Some Christians suspect these mergers are an indication that the world will eventually be united under one government and one spiritual and political leader, the Antichrist, who wants to control everything. Whether or not one person will rule the world, forces other than big business do unite to give themselves greater power, particularly in opposition to Christianity.
On that note, the first real “antichrist” merger happened when Jesus was arrested. Luke 23 describes how Pilate tried to pass off making a decision about Jesus by sending him to Herod. When Herod couldn’t get Jesus to perform any “tricks” for him, he sent him back to Pilate to order His death. Verse 12 says, “That day Herod and Pilate became friends—before this they had been enemies.”

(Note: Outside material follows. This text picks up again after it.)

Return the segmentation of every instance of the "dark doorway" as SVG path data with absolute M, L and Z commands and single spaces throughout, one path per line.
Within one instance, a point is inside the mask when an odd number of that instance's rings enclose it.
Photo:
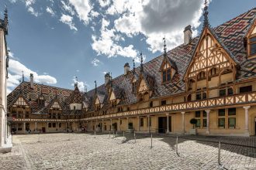
M 169 131 L 171 131 L 171 117 L 169 117 Z M 167 117 L 158 117 L 158 133 L 165 133 L 167 131 Z
M 254 117 L 254 135 L 256 135 L 256 117 Z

Since then, leaders of varying political persuasions have tried to eliminate Christians by joining forces to make laws against faith in Christ. Believers have been persecuted and killed for telling others about their beliefs. Atheists and others joined forces to make sure reading Scripture and saying prayers to God is banned in most schools, even in Canada. Many religious and secular organizations collectively cry for tolerance and fair treatment but will not tolerate the Christian faith. Again, my friend Gloria would say, “It’s a control thing.”
We do have a thing about control. Marriage partners vie for it and seek out others to “take their side.” Children gang up to wrest it from their parents. Students join to take every opportunity to seize it from teachers. We make control a sales feature on everything from cars to breeds of dogs. And if it helps, we will join forces with the most unlikely people in order to have more control over our own lives.
God (are you ready for this?) says this attitude is the very thing that separates us from Him. In short, our penchant for control He calls sin. One of His prophets describes it like this: “We all, like sheep, have gone astray, each of us has turned to his own way . . . .”
Apart from Christ and within our own selves, we unite against submission to the authority of God. Our minds say, “I think I am right.” Our emotions say, “I don’t feel like it.” Our wills say, “No one is going to tell me what to do.” Our bodies say, “My own way is far more comfortable.” The resulting merger is that we become our own boss, we turn to our own way.
God says we cannot serve two masters and our self-serving is the essence of sin. Instead, He wants me to pray, “Lord, unite my heart to fear Thy name.” Whenever I insist on being the boss, I declare I do not, and will not, trust God’s sovereign power. Unless I choose otherwise, and again begin believing He wants and knows what is best for me, I become a one-person monopoly.